Partner and Chef Brandon McGlamery Named One of Five Florida Chefs Dominating the Dining Scene
We’re proud of Luke’s Kitchen & Bar Partner and Chef Brandon McGlamery for being named one of five Florida chefs dominating the dining scene by Flamingo Magazine. Read the excerpt on Chef Brandon McGlamery below, and check out the full article here.
CHEF AND PARTNER AT PRATO AND LUKE’S KITCHEN AND BAR
Brandon McGlamery took a trip to Austin earlier this year, his first venture out of the state in a long while. He ate really well there, he explains. That wasn’t a surprise, considering it’s such a well-known food town, but what did come as a revelation was how different the food was from Florida.
It wasn’t that Austin’s cooking was better. It wasn’t more sophisticated, McGlamery explains, because Floridians are certainly well-traveled, well-versed in what defines a good dish. It was something else, he says, struggling to put his finger on it. Overly composed? Just simply too much?

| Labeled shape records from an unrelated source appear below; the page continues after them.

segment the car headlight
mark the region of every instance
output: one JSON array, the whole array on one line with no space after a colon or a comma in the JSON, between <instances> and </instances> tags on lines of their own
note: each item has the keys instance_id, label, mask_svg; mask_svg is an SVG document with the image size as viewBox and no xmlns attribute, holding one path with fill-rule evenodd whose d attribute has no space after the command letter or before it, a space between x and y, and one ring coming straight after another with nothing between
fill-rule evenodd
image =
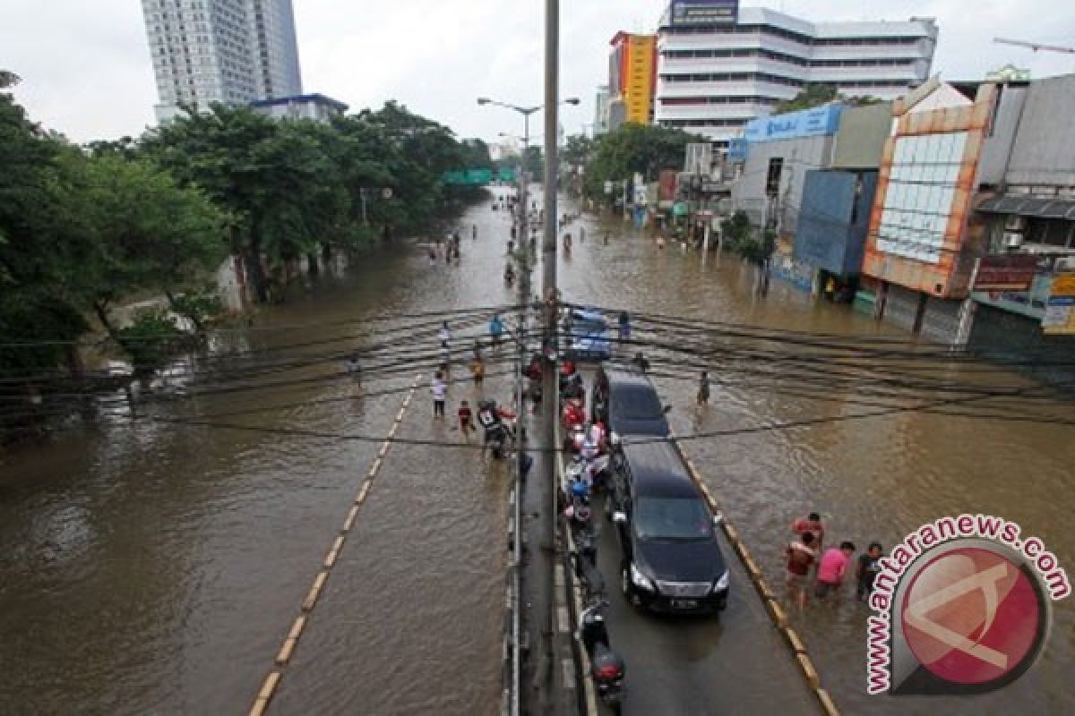
<instances>
[{"instance_id":1,"label":"car headlight","mask_svg":"<svg viewBox=\"0 0 1075 716\"><path fill-rule=\"evenodd\" d=\"M728 576L728 575L729 575L730 573L731 573L731 572L729 572L729 571L728 571L728 570L726 569L726 570L725 570L725 573L720 575L720 579L719 579L719 580L717 580L716 582L714 582L714 583L713 583L713 590L714 590L714 591L723 591L725 589L727 589L727 588L728 588L728 583L730 582L730 580L729 580L729 576Z\"/></svg>"},{"instance_id":2,"label":"car headlight","mask_svg":"<svg viewBox=\"0 0 1075 716\"><path fill-rule=\"evenodd\" d=\"M631 562L631 582L633 582L636 587L642 587L643 589L647 589L649 591L654 590L654 581L646 576L642 570L635 567L633 561Z\"/></svg>"}]
</instances>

Diners in Florida, he’s come to realize, like a dish that highlights good, simple ingredients. The way it should be, McGlamery says. Scan through McGlamery’s Instagram and you’ll see examples, like the Rhode Island fluke that he balanced carefully with pomegranate and mint so you could still taste the delicate fish. At Luke’s, the specials highlight the season, like a spring vegetable and endive salad they serve with aged cheddar, sunflower seeds, preserved lemons and a buttermilk dressing light enough that it doesn’t overpower the veggies. Or, at Prato, there’s the olive oil cake they top with orange crema, fresh strawberries and a drizzle of olive oil—high-quality ingredients balanced so that each one hits you.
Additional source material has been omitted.